Kenyatta Caves are located in the tiny village of Mwanguwi, about 6 KM from Wundanyi at the foot of the picturesque Taita Hills in Taita-Taveta.

Known to locals as Kino Caves, they are no ordinary feature for the simple reason that at the height of the struggle for Kenya’s independence between the 1950s and 60s, they housed the famous Kapenguria 6 who included the first president of Kenya, Jomo Kenyatta, Bildad Kaggia, Kung’u Karumba, Fred Kubai, Paul Ngei, and Achieng’ Oneko. Jaramogi Oginga Odinga, Tom Mboya, and Mbiyu Koinange also visited the site.

As their home and base, Kenyatta Caves provided a strategic location for the 6 to conduct their freedom war against the British. They would light a fire at night and roast cassava, sweet potatoes and other indigenous foods to supplement the little rations they got from their hosts.

Three women would cook and serve indigenous food to the heroes. Earthen pots and other utensils that were used to cook for the freedom fighters were reportedly taken away from the cave and preserved at the Kenya National Museums of Kenya in Mombasa.

Kenyatta and his friends used to sleep on dried banana leaves and sometimes they would take night walks where they were able to mingle with people.

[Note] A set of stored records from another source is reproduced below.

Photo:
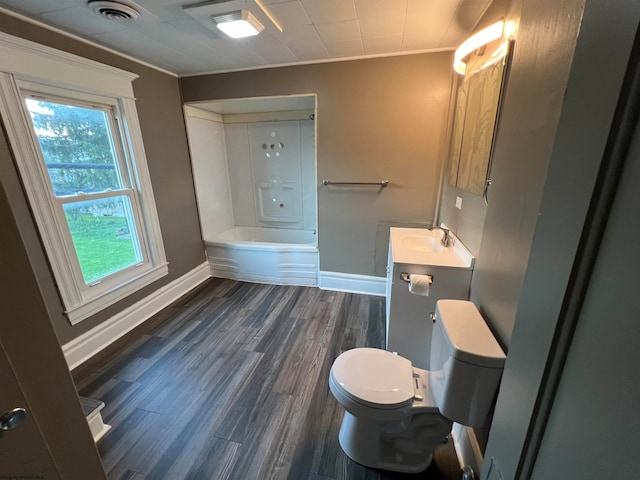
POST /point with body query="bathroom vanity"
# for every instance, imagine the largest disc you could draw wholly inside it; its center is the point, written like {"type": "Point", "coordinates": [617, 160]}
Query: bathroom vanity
{"type": "Point", "coordinates": [408, 321]}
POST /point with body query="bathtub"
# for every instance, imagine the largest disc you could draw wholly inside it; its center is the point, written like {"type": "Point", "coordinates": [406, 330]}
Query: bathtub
{"type": "Point", "coordinates": [265, 255]}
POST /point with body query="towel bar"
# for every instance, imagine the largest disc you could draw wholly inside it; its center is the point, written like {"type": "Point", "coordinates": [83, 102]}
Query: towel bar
{"type": "Point", "coordinates": [382, 183]}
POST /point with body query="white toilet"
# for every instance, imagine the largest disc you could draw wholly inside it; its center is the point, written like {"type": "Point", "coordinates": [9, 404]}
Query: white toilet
{"type": "Point", "coordinates": [396, 414]}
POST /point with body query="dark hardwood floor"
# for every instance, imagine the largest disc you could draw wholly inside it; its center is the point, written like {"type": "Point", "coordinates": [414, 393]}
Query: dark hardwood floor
{"type": "Point", "coordinates": [232, 383]}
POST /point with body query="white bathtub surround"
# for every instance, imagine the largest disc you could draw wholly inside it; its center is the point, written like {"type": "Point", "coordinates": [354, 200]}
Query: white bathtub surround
{"type": "Point", "coordinates": [352, 283]}
{"type": "Point", "coordinates": [272, 173]}
{"type": "Point", "coordinates": [211, 175]}
{"type": "Point", "coordinates": [265, 255]}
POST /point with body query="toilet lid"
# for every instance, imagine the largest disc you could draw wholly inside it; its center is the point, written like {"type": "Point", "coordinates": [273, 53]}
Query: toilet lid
{"type": "Point", "coordinates": [376, 377]}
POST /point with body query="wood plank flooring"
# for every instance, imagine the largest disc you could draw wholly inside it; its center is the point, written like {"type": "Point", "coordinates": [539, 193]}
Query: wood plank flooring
{"type": "Point", "coordinates": [232, 383]}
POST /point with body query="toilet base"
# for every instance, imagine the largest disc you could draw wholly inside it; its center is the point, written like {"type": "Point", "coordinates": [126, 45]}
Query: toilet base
{"type": "Point", "coordinates": [405, 446]}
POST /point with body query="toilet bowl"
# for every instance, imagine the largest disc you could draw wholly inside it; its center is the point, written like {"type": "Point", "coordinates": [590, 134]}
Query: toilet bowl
{"type": "Point", "coordinates": [395, 414]}
{"type": "Point", "coordinates": [391, 420]}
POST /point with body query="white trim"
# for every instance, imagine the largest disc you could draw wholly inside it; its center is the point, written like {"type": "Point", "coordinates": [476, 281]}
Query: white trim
{"type": "Point", "coordinates": [352, 283]}
{"type": "Point", "coordinates": [195, 112]}
{"type": "Point", "coordinates": [467, 447]}
{"type": "Point", "coordinates": [82, 348]}
{"type": "Point", "coordinates": [315, 62]}
{"type": "Point", "coordinates": [83, 40]}
{"type": "Point", "coordinates": [29, 60]}
{"type": "Point", "coordinates": [44, 70]}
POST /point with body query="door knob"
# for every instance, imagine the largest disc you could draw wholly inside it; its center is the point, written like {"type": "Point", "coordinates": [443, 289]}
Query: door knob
{"type": "Point", "coordinates": [12, 419]}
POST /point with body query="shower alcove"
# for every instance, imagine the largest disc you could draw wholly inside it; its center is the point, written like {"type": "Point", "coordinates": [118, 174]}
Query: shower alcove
{"type": "Point", "coordinates": [254, 168]}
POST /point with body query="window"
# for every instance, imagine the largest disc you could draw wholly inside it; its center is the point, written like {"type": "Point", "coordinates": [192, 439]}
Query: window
{"type": "Point", "coordinates": [81, 160]}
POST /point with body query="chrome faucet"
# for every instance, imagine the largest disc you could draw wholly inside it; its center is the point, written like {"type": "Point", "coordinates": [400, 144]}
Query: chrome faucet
{"type": "Point", "coordinates": [447, 239]}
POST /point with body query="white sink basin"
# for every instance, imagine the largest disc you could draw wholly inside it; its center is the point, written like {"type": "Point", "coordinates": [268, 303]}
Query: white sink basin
{"type": "Point", "coordinates": [420, 246]}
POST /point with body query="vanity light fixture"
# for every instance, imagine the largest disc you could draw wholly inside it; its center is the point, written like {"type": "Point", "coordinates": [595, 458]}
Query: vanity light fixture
{"type": "Point", "coordinates": [483, 37]}
{"type": "Point", "coordinates": [238, 24]}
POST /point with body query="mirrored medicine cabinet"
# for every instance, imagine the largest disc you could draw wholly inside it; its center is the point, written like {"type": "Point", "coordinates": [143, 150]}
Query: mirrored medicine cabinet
{"type": "Point", "coordinates": [475, 116]}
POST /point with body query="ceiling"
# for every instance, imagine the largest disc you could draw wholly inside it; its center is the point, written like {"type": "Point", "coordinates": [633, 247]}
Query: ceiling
{"type": "Point", "coordinates": [176, 39]}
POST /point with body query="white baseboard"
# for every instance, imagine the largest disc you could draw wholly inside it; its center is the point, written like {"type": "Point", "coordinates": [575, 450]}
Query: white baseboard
{"type": "Point", "coordinates": [347, 282]}
{"type": "Point", "coordinates": [82, 348]}
{"type": "Point", "coordinates": [467, 447]}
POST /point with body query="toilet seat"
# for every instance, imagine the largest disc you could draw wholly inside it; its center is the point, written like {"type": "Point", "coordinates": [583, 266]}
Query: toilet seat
{"type": "Point", "coordinates": [374, 377]}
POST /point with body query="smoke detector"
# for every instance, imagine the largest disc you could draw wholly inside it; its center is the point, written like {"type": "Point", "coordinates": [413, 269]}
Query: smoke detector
{"type": "Point", "coordinates": [113, 10]}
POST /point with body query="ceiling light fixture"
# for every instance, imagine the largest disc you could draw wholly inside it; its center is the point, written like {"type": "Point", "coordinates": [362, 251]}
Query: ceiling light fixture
{"type": "Point", "coordinates": [238, 24]}
{"type": "Point", "coordinates": [480, 39]}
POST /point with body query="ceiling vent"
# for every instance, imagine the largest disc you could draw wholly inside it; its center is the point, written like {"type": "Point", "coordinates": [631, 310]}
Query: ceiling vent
{"type": "Point", "coordinates": [114, 10]}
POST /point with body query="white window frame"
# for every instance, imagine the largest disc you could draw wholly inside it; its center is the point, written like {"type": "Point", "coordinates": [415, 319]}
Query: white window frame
{"type": "Point", "coordinates": [33, 68]}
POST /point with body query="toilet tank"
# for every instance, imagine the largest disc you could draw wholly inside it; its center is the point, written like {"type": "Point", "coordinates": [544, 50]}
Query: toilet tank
{"type": "Point", "coordinates": [466, 363]}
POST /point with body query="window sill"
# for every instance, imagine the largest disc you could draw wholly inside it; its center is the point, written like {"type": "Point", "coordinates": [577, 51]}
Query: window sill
{"type": "Point", "coordinates": [95, 305]}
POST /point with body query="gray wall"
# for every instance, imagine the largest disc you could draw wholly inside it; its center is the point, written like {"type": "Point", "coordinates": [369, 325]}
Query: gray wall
{"type": "Point", "coordinates": [160, 111]}
{"type": "Point", "coordinates": [598, 396]}
{"type": "Point", "coordinates": [530, 111]}
{"type": "Point", "coordinates": [587, 104]}
{"type": "Point", "coordinates": [377, 119]}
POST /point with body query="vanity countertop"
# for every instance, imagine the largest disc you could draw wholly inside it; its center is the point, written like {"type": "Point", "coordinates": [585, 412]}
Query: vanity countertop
{"type": "Point", "coordinates": [421, 246]}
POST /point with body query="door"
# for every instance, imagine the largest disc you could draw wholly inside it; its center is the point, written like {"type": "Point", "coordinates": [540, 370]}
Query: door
{"type": "Point", "coordinates": [54, 440]}
{"type": "Point", "coordinates": [23, 450]}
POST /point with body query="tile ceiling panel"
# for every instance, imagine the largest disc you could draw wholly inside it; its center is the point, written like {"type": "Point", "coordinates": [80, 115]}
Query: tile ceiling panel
{"type": "Point", "coordinates": [185, 41]}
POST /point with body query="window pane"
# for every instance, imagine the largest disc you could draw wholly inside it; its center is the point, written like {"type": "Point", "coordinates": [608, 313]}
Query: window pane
{"type": "Point", "coordinates": [77, 147]}
{"type": "Point", "coordinates": [104, 236]}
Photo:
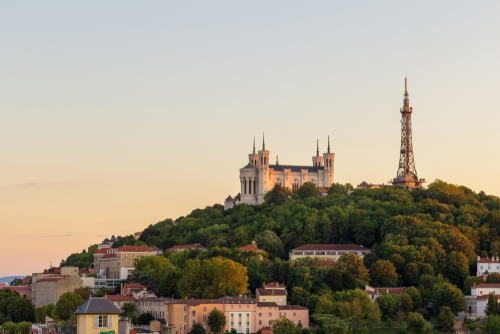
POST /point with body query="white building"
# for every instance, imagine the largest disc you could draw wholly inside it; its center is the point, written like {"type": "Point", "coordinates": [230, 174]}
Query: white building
{"type": "Point", "coordinates": [259, 176]}
{"type": "Point", "coordinates": [475, 304]}
{"type": "Point", "coordinates": [486, 264]}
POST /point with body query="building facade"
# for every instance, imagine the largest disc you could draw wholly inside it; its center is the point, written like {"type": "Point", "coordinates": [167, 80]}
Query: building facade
{"type": "Point", "coordinates": [48, 290]}
{"type": "Point", "coordinates": [243, 313]}
{"type": "Point", "coordinates": [118, 263]}
{"type": "Point", "coordinates": [259, 176]}
{"type": "Point", "coordinates": [327, 252]}
{"type": "Point", "coordinates": [486, 264]}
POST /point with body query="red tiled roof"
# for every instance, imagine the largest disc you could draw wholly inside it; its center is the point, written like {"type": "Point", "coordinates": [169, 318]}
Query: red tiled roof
{"type": "Point", "coordinates": [250, 247]}
{"type": "Point", "coordinates": [109, 256]}
{"type": "Point", "coordinates": [488, 285]}
{"type": "Point", "coordinates": [52, 278]}
{"type": "Point", "coordinates": [339, 247]}
{"type": "Point", "coordinates": [394, 291]}
{"type": "Point", "coordinates": [487, 260]}
{"type": "Point", "coordinates": [274, 285]}
{"type": "Point", "coordinates": [271, 292]}
{"type": "Point", "coordinates": [19, 288]}
{"type": "Point", "coordinates": [188, 246]}
{"type": "Point", "coordinates": [134, 285]}
{"type": "Point", "coordinates": [120, 298]}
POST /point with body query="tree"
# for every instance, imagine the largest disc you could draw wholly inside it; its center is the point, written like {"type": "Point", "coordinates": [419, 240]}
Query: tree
{"type": "Point", "coordinates": [270, 242]}
{"type": "Point", "coordinates": [492, 325]}
{"type": "Point", "coordinates": [216, 321]}
{"type": "Point", "coordinates": [373, 315]}
{"type": "Point", "coordinates": [415, 322]}
{"type": "Point", "coordinates": [308, 189]}
{"type": "Point", "coordinates": [67, 304]}
{"type": "Point", "coordinates": [415, 297]}
{"type": "Point", "coordinates": [129, 310]}
{"type": "Point", "coordinates": [354, 264]}
{"type": "Point", "coordinates": [299, 296]}
{"type": "Point", "coordinates": [285, 325]}
{"type": "Point", "coordinates": [145, 318]}
{"type": "Point", "coordinates": [332, 324]}
{"type": "Point", "coordinates": [445, 294]}
{"type": "Point", "coordinates": [197, 329]}
{"type": "Point", "coordinates": [406, 303]}
{"type": "Point", "coordinates": [387, 303]}
{"type": "Point", "coordinates": [383, 273]}
{"type": "Point", "coordinates": [21, 309]}
{"type": "Point", "coordinates": [213, 278]}
{"type": "Point", "coordinates": [492, 307]}
{"type": "Point", "coordinates": [23, 327]}
{"type": "Point", "coordinates": [445, 319]}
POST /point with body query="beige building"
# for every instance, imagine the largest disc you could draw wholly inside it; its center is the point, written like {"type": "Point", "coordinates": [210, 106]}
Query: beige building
{"type": "Point", "coordinates": [153, 305]}
{"type": "Point", "coordinates": [328, 252]}
{"type": "Point", "coordinates": [243, 313]}
{"type": "Point", "coordinates": [97, 316]}
{"type": "Point", "coordinates": [118, 263]}
{"type": "Point", "coordinates": [259, 176]}
{"type": "Point", "coordinates": [48, 289]}
{"type": "Point", "coordinates": [272, 292]}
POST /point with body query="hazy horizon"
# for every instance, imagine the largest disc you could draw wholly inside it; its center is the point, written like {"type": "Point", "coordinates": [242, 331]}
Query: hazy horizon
{"type": "Point", "coordinates": [117, 115]}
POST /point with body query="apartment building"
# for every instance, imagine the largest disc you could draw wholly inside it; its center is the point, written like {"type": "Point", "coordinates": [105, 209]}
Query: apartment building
{"type": "Point", "coordinates": [118, 263]}
{"type": "Point", "coordinates": [328, 252]}
{"type": "Point", "coordinates": [153, 305]}
{"type": "Point", "coordinates": [272, 292]}
{"type": "Point", "coordinates": [487, 266]}
{"type": "Point", "coordinates": [243, 313]}
{"type": "Point", "coordinates": [48, 289]}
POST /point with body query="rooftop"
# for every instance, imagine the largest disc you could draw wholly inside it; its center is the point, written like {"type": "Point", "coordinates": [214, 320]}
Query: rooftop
{"type": "Point", "coordinates": [98, 306]}
{"type": "Point", "coordinates": [336, 247]}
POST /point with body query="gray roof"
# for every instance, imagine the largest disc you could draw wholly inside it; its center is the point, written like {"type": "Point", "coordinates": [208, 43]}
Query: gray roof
{"type": "Point", "coordinates": [98, 306]}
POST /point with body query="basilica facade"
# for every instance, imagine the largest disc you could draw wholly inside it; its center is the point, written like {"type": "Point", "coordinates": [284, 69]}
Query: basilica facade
{"type": "Point", "coordinates": [259, 176]}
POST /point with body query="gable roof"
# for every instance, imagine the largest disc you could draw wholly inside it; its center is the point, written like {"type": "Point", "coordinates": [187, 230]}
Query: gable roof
{"type": "Point", "coordinates": [120, 298]}
{"type": "Point", "coordinates": [339, 247]}
{"type": "Point", "coordinates": [188, 246]}
{"type": "Point", "coordinates": [271, 292]}
{"type": "Point", "coordinates": [98, 306]}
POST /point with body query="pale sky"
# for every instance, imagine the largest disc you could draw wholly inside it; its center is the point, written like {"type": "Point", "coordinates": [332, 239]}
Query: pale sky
{"type": "Point", "coordinates": [115, 115]}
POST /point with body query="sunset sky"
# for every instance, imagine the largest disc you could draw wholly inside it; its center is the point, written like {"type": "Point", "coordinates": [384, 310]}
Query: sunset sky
{"type": "Point", "coordinates": [115, 115]}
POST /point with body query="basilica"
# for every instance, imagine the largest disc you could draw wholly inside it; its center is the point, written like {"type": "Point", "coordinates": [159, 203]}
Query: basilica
{"type": "Point", "coordinates": [258, 176]}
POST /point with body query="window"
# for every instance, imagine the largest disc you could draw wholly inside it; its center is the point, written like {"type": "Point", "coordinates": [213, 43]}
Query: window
{"type": "Point", "coordinates": [103, 321]}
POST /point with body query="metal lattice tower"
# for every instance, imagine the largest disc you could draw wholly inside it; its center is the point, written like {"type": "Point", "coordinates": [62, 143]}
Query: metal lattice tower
{"type": "Point", "coordinates": [407, 173]}
{"type": "Point", "coordinates": [406, 161]}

It is said that at the caves, traditional medicine men would mix charms and give to the goat earmarked for slaughter. After slaughtering the animal, the medicine man would examine its intestines and release predictive results to the heroes.

The caves stand poignantly on one of the highest peaks of Taita Hills. The hills are home to a labyrinth of shrines considered holy among the Wataita. Despite their impressive history, there is nothing to show for these important facilities.

Once a beehive of activity, Kenyatta Caves have been abandoned and neglected. It is now a study in desolation and dereliction and the once lush green vegetation that surrounded it has since been replaced with food crops.

There was once a proposal to have Kenyatta Caves documented as a historical monument during a public hearing that was organised by the Task Force on Criteria and Modalities of Honouring National Heroes and Heroines chaired by Prof. Vincent Simiyu.

It is not clear what the outcome of that hearing was but what is clear is that Kenyatta Caves have not yet received the recognition they so much deserve. If you happen to be in Wundanyi, pay the caves a visit, if only for their historical significance.